In other words, I would like an approach that sums values across a row, where all the columns for a given row are effectively boolean (although the datatype conversion may not be necessary). Several columns in my table are datetime or string, so ideally I would have an approach that first selects the numeric columns.
Current Dataframe example and Desired Output
+---+---------- +----------+------------
|USER| DATE |COUNT_COL1| COUNT_COL2|... DESIRED COLUMN
+---+---------- +----------+------------
| b | 7/1/2019 | 12 | 1 | 2 (2 columns are non-zero)
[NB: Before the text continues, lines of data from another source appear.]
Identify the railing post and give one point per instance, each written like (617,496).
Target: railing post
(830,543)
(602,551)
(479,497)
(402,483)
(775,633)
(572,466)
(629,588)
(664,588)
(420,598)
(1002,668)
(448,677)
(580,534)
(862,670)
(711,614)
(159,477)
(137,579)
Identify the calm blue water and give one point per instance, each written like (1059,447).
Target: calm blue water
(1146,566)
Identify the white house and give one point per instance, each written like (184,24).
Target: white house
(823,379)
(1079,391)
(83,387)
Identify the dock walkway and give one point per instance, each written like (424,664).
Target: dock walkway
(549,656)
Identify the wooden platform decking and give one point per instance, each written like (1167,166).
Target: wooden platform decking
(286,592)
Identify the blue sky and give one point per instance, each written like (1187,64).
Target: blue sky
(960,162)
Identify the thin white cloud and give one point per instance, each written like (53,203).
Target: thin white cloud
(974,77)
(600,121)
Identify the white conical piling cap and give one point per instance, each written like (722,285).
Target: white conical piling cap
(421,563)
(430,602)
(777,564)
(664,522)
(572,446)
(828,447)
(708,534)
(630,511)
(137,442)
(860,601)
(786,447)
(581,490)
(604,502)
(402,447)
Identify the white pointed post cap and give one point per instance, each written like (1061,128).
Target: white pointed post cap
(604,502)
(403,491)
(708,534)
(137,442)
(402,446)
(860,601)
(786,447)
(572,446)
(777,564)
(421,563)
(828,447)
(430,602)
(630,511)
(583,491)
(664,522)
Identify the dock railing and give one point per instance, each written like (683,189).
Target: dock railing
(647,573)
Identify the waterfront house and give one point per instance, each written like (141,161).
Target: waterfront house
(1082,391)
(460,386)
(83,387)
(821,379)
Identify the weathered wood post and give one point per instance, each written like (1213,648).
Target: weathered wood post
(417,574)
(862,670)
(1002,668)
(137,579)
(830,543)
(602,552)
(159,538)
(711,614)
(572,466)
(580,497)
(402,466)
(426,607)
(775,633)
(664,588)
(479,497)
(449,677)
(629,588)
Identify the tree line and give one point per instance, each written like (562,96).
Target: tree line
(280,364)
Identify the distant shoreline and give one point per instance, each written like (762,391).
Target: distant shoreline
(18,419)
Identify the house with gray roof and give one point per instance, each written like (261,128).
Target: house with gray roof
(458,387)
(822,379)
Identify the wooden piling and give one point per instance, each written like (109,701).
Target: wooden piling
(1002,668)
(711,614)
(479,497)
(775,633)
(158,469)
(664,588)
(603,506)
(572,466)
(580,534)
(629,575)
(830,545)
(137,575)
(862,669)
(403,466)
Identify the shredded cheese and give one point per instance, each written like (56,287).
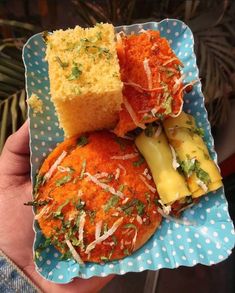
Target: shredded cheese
(151,188)
(117,175)
(98,229)
(138,86)
(202,185)
(55,165)
(169,61)
(125,157)
(132,114)
(74,253)
(110,232)
(104,185)
(148,72)
(175,164)
(158,131)
(63,169)
(81,229)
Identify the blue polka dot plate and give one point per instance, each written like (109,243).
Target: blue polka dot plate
(208,242)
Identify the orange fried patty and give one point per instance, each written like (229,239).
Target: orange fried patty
(153,86)
(96,198)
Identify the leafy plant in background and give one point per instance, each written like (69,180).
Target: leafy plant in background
(211,21)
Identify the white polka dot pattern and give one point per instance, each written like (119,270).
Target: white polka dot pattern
(208,241)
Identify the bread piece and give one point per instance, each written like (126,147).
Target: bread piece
(85,83)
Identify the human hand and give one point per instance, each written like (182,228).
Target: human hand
(16,232)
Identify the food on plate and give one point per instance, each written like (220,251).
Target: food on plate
(199,169)
(85,83)
(171,185)
(95,199)
(153,86)
(35,103)
(179,160)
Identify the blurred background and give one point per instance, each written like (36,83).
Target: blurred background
(213,25)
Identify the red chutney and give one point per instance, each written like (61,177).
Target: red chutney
(75,203)
(151,76)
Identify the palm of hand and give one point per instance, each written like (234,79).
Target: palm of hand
(16,232)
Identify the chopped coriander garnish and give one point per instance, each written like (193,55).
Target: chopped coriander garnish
(201,174)
(40,180)
(74,241)
(58,213)
(129,206)
(167,105)
(105,227)
(189,166)
(139,162)
(83,140)
(107,179)
(130,226)
(140,207)
(99,36)
(45,36)
(189,122)
(92,215)
(114,239)
(76,72)
(36,203)
(121,187)
(61,63)
(63,180)
(111,203)
(147,195)
(66,255)
(199,130)
(80,205)
(155,200)
(37,254)
(104,51)
(104,258)
(150,130)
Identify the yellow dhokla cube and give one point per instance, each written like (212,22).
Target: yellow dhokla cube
(85,82)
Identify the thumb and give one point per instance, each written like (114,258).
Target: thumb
(14,159)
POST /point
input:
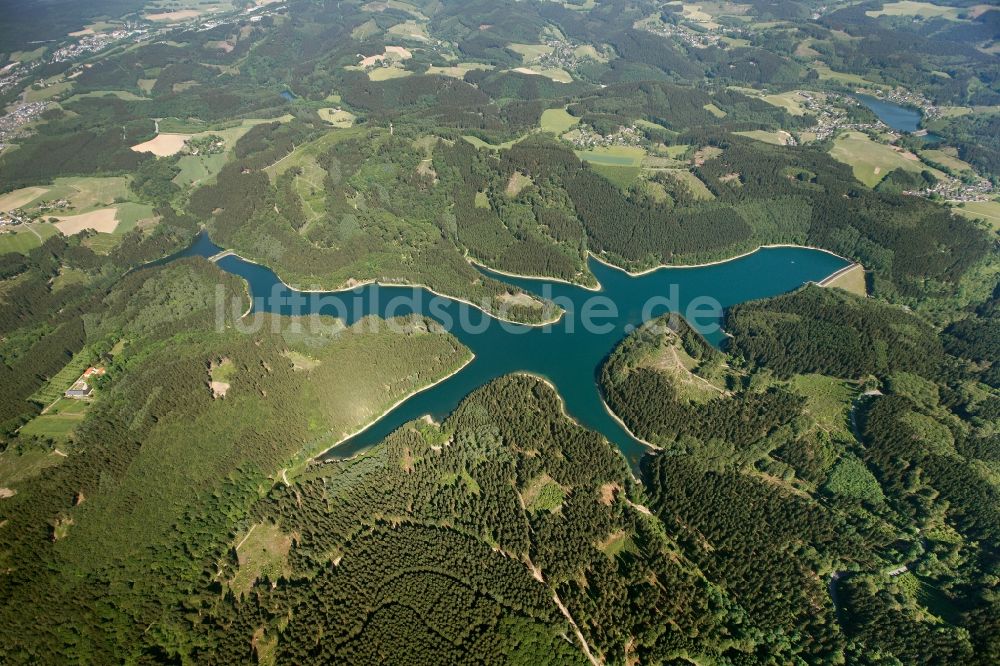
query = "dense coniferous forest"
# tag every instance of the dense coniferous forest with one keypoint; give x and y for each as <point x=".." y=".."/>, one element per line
<point x="822" y="488"/>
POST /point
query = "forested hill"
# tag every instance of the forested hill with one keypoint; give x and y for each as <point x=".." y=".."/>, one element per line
<point x="787" y="479"/>
<point x="822" y="490"/>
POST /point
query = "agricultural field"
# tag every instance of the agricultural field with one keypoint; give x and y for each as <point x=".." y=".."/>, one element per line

| a | 6/9/2019 | 0 | 5 | 1
| c | 1/1/2019 | 0 | 0 | 0
Pandas: As an example, in pandas this can be accomplished by selecting the numeric columns,converting to bool and summing with the axis=1. I am looking for a PySpark equivalent.
test_cols=list(pandas_df.select_dtypes(include=[np.number]).columns.values)
pandas_df[test_cols].astype(bool).sum(axis=1)
For numericals, you can do it by creating an array of all the columns with the integer values(using df.dtypes), and then use higher order functions. In this case I used filter to get rid of all 0s, and then used size to get the number of all non zero elements per row.(spark2.4+)
from pyspark.sql import functions as F
df.withColumn("arr", F.array(*[F.col(i[0]) for i in df.dtypes if i[1] in ['int','bigint']]))\
.withColumn("DESIRED COLUMN", F.expr("""size(filter(arr,x->x!=0))""")).drop("arr").show()
#+----+--------+----------+----------+--------------+
#|USER| DATE|COUNT_COL1|COUNT_COL2|DESIRED COLUMN|
#+----+--------+----------+----------+--------------+
#| b|7/1/2019| 12| 1| 2|
#| a|6/9/2019| 0| 5| 1|
#| c|1/1/2019| 0| 0| 0|
#+----+--------+----------+----------+--------------+
Let's say you have below df:
df.show()
df.printSchema()
+---+---+---+---+
|_c0|_c1|_c2|_c3|
+---+---+---+---+
| a| 1| 2| 3|
| a| 0| 2| 1|
| a| 0| 0| 1|
| a| 0| 0| 0|
+---+---+---+---+
root
|-- _c0: string (nullable = true)
|-- _c1: string (nullable = true)
|-- _c2: string (nullable = true)
|-- _c3: string (nullable = true)
Using case when statement you can check if column is numeric and then if it is larger than 0. In the next step f.size will return count thanks to f.array_remove which left only cols with True value.
from pyspark.sql import functions as f
cols = [f.when(f.length(f.regexp_replace(f.col(x), '\\d+', '')) > 0, False).otherwise(f.col(x).cast('int') > 0) for x in df2.columns]
df.select("*", f.size(f.array_remove(f.array(*cols), False)).alias("count")).show()
+---+---+---+---+-----+
|_c0|_c1|_c2|_c3|count|
+---+---+---+---+-----+
| a| 1| 2| 3| 3|
| a| 0| 2| 1| 2|
| a| 0| 0| 1| 1|
| a| 0| 0| 0| 0|
+---+---+---+---+-----+